福音書の中のイエスの言葉についてのみごとな解説をラジオで耳にして、ふと考えた。
ことわるまでもないが、宗教や比較宗教の問題ではなく、信仰の話でもなく、ただの感想だ。
イエスが故郷のナザレを離れて「天の父の言葉」を伝えるため社会的に活動し始たのは30歳からのおそらく3年半未満の出来事だった。その間に選んだ弟子たちや彼に付き従った人や救われた人、教えに耳を傾けた人らに向かって放った言葉が福音書に書かれている。自分では何も書き残さなかったから、福音書がどのように伝えられどのように編集されたかは定かでないけれど、まあ、3年半くらいなら、養う家族もない若く使命感に満ちた独り身であれば、公生活に全てをかけるというのは、普通に考えても可能だと思う。長生きすればいろいろな政局にも巻き込まれて何がどうなったか分からないけれど、当時の権威にとっては「過激」に生きたので、捕らえられて処刑された。裁かれ、鞭打たれ、残酷刑で息を引き取るまで、初志貫徹、首尾一貫、自らの説教に合致した姿勢を貫いた。
で、なぜか釈迦のことを考えた。
釈迦は王家に生まれ、19歳で結婚して子の親となり、29歳で出家して6年修行して35 歳で悟りを開いた。それから梵天勧請説話が本当かどうかは知らないけれど、その悟りの教えを広める使命を自覚して、教えを説いたわけだが、その後、80歳で食中毒死するまでの公生活が実に45年。人生の半分以上だ。
釈迦も自分の著書を残すことなく、弟子による言行録しかない。
ともかく45年。
そんな長期間、常に人々の目に触れながら、ぶれることなく、伝道の旅を続け、時に「神通力」も発揮しながら煩悩を捨てる教えを語り続けた。
肉体の老化もあっただろうし、実際80歳になって自らの老衰を口にしている。
悟りを開いた「お釈迦さま」にこんな下世話なことを言うと罰当たりだけれど、よくも45年もぼろを出さなかった、というか、公人として首尾一貫、完璧にふるまえたものだと思ってしまう。

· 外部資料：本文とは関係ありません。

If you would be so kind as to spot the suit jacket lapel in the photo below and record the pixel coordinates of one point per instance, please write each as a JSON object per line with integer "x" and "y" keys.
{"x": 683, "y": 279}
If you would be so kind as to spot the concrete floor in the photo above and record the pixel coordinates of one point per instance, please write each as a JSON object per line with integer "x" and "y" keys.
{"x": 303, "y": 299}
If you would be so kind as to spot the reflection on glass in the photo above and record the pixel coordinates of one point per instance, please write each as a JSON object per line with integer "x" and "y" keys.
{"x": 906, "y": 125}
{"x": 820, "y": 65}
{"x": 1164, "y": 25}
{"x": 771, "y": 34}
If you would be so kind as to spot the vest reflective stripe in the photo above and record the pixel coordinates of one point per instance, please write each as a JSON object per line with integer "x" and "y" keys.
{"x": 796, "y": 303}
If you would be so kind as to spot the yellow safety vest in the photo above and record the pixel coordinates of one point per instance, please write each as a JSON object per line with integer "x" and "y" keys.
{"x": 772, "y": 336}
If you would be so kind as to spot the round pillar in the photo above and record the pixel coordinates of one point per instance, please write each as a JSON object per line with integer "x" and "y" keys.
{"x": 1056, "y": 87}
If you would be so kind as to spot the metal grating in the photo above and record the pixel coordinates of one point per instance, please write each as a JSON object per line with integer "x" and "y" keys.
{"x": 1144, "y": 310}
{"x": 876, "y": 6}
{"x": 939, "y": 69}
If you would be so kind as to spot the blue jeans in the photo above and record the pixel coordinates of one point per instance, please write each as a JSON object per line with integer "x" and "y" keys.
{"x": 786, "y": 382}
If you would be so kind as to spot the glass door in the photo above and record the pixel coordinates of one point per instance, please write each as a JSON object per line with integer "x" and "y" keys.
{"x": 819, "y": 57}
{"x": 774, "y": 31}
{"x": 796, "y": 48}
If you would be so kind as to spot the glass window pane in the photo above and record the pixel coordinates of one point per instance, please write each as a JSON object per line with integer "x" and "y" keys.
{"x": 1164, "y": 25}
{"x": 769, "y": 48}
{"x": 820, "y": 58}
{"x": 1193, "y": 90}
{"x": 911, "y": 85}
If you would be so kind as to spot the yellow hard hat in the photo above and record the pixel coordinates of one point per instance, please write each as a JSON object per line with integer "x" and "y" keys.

この2人が「人間」として生きた部分を見ただけなのだけれど、今やイエスの歳の倍も生き、フランスに住んで45年にもなる自分を思うと、3年半どころか、毎日の昼間のたった数時間のうちにも煩悩や不信に揺れ動き、ささやかな使命感など闇夜の稲妻のようにしかひらめかない。
だからこそ、すぐれた先人の教えを大切にしなくては、とあらためて思う。